Multi-drug resistant ST313 has swept through humans in remarkable fashion: in an 18-month period beginning in 2002, it came to represent 95 per cent of S. Typhimurium isolates identified in Africa. However, antibiotic-sensitive versions of the same strain may have been evolving in regions of Africa for many decades.
"This new strain of S. Typhimurium has rapidly gained resistance to many of the commonly used antibiotics in the field. Our findings show that ST313 has acquired a block of genes that make it resistant to the common antibiotics. The genes jumped into ST313 on a mobile genetic element called a transposon, bringing with it additional genes that make the strain more deadly."
"Even when treated using drugs against which the bacterium has not gained resistance, the mortality rate remains staggeringly high, at 25 per cent."
Dr Chisomo Msefula from the Malawi-Liverpool-Wellcome Trust Clinical Research Programme
The team hope that the new sequence will open the door for future studies of disease important to populations in Africa.
"There are more than 2500 different strains of Salmonella. The emergence and rise to dominance of ST313 in Africa is associated with uniquely susceptible host populations: we must be on our guard against the emergence of new pathogens in a rapidly changing world. This isn't simply a story about HIV infection: There is little evidence that this type of disease is a problem in other areas of the world where HIV and malaria infection rates are high, such as southeast Asia."
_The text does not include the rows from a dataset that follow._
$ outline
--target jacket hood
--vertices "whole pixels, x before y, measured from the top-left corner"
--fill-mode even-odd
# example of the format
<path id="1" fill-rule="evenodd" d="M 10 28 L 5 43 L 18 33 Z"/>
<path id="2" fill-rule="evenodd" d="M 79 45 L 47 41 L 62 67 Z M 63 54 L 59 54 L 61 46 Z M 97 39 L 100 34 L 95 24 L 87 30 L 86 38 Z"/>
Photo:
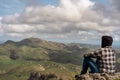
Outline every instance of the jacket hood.
<path id="1" fill-rule="evenodd" d="M 112 46 L 113 38 L 111 36 L 102 36 L 101 47 Z"/>

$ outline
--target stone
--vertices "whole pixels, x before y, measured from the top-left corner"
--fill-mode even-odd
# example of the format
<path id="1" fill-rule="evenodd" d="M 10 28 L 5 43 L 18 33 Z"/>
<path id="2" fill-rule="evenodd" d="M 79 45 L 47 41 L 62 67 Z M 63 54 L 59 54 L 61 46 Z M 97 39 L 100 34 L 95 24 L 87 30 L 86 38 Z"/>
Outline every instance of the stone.
<path id="1" fill-rule="evenodd" d="M 75 80 L 117 80 L 120 79 L 120 72 L 115 73 L 114 75 L 109 74 L 100 74 L 100 73 L 90 73 L 84 75 L 76 75 Z"/>

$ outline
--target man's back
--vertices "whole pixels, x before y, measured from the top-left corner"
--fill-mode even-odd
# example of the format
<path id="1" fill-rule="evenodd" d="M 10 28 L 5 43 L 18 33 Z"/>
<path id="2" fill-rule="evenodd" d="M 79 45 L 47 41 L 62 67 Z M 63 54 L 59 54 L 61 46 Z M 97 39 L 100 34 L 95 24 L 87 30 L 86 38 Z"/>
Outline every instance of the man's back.
<path id="1" fill-rule="evenodd" d="M 115 50 L 111 47 L 101 48 L 100 72 L 113 74 L 115 73 Z"/>

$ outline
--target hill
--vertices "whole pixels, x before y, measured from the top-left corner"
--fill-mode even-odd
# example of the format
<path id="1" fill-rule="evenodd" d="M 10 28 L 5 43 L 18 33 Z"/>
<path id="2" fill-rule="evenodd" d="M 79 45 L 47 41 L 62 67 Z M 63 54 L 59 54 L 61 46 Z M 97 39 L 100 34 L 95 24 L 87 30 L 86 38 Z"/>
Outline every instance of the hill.
<path id="1" fill-rule="evenodd" d="M 72 78 L 79 73 L 82 54 L 87 51 L 82 46 L 39 38 L 8 40 L 0 45 L 0 79 L 27 80 L 31 72 L 38 71 Z"/>
<path id="2" fill-rule="evenodd" d="M 0 80 L 27 80 L 31 73 L 55 74 L 71 80 L 80 73 L 82 55 L 96 49 L 86 44 L 64 44 L 27 38 L 0 44 Z M 119 49 L 117 52 L 119 66 Z"/>

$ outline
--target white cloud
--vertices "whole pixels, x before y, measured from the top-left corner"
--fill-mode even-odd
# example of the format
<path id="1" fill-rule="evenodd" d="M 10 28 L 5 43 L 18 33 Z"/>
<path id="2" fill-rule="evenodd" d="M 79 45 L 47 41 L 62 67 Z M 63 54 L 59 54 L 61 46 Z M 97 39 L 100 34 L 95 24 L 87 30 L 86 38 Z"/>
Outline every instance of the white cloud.
<path id="1" fill-rule="evenodd" d="M 119 2 L 111 1 L 113 6 Z M 97 40 L 103 34 L 120 30 L 118 8 L 113 6 L 110 9 L 91 0 L 60 0 L 58 6 L 30 5 L 21 14 L 0 18 L 0 28 L 9 36 Z"/>

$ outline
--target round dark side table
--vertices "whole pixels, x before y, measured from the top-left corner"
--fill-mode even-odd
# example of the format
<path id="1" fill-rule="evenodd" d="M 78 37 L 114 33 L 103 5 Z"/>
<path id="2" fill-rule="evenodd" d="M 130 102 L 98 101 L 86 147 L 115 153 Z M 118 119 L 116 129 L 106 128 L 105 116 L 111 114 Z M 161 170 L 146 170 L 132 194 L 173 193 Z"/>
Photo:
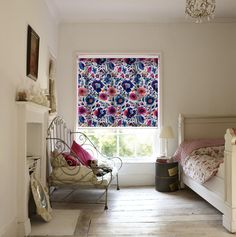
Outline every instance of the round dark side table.
<path id="1" fill-rule="evenodd" d="M 173 192 L 179 189 L 178 162 L 167 158 L 156 160 L 156 190 L 159 192 Z"/>

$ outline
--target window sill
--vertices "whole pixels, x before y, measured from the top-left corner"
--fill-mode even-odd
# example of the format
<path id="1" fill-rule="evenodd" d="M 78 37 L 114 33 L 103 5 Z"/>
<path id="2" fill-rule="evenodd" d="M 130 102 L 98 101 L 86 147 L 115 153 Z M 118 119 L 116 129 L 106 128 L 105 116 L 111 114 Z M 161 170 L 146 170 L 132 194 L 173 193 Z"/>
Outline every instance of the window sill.
<path id="1" fill-rule="evenodd" d="M 154 158 L 150 159 L 122 159 L 124 164 L 142 164 L 142 163 L 155 163 L 156 160 Z"/>

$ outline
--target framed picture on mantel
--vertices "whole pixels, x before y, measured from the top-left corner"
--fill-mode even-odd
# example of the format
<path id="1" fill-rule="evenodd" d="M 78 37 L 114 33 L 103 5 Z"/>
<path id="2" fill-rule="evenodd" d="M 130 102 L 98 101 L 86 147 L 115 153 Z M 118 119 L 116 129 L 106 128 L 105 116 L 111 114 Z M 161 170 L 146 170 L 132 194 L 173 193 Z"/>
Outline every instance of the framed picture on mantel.
<path id="1" fill-rule="evenodd" d="M 38 34 L 28 25 L 26 74 L 35 81 L 38 78 L 39 40 Z"/>

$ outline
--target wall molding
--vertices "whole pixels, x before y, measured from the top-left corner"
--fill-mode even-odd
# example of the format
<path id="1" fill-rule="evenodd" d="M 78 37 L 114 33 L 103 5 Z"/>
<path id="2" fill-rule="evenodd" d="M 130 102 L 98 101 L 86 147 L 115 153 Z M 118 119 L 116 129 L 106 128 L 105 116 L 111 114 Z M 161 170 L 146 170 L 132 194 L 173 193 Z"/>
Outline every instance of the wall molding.
<path id="1" fill-rule="evenodd" d="M 14 218 L 8 224 L 0 229 L 0 237 L 17 236 L 17 218 Z"/>

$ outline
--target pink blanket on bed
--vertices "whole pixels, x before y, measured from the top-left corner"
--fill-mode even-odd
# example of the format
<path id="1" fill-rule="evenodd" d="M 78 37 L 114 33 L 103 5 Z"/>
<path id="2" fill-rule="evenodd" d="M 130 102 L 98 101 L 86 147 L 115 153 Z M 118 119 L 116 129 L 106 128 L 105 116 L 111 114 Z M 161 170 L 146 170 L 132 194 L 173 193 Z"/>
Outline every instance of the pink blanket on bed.
<path id="1" fill-rule="evenodd" d="M 218 172 L 223 163 L 224 139 L 193 140 L 182 143 L 175 152 L 186 175 L 205 183 Z"/>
"If we can understand what's special about the types of Typhimurium that emerge and susceptible populations, we might be able to predict in future where new pathogens will emerge. We may also be able to design vaccines against those pathogens."
Professor Gordon Dougan from the Sanger Institute and senior author on the paper
Two ST313 isolates in available databases come from outside Africa - one from India and one from the UK. Strikingly, both were from severe invasive disease. Invasive cases are very, very rare outside certain regions of Africa. The researchers don't know whether the additional cases were from travellers to Africa or know the immune status of the patients.
Tracking the transmission pathways and the emergence of new strains can most effectively be done using new sequencing technologies to spot the tiny differences - single letter changes - in the genetic code. The completion of this new high-quality S. Typhimurium reference genome for the emergent ST313 strain opens the door for such investigations in the future.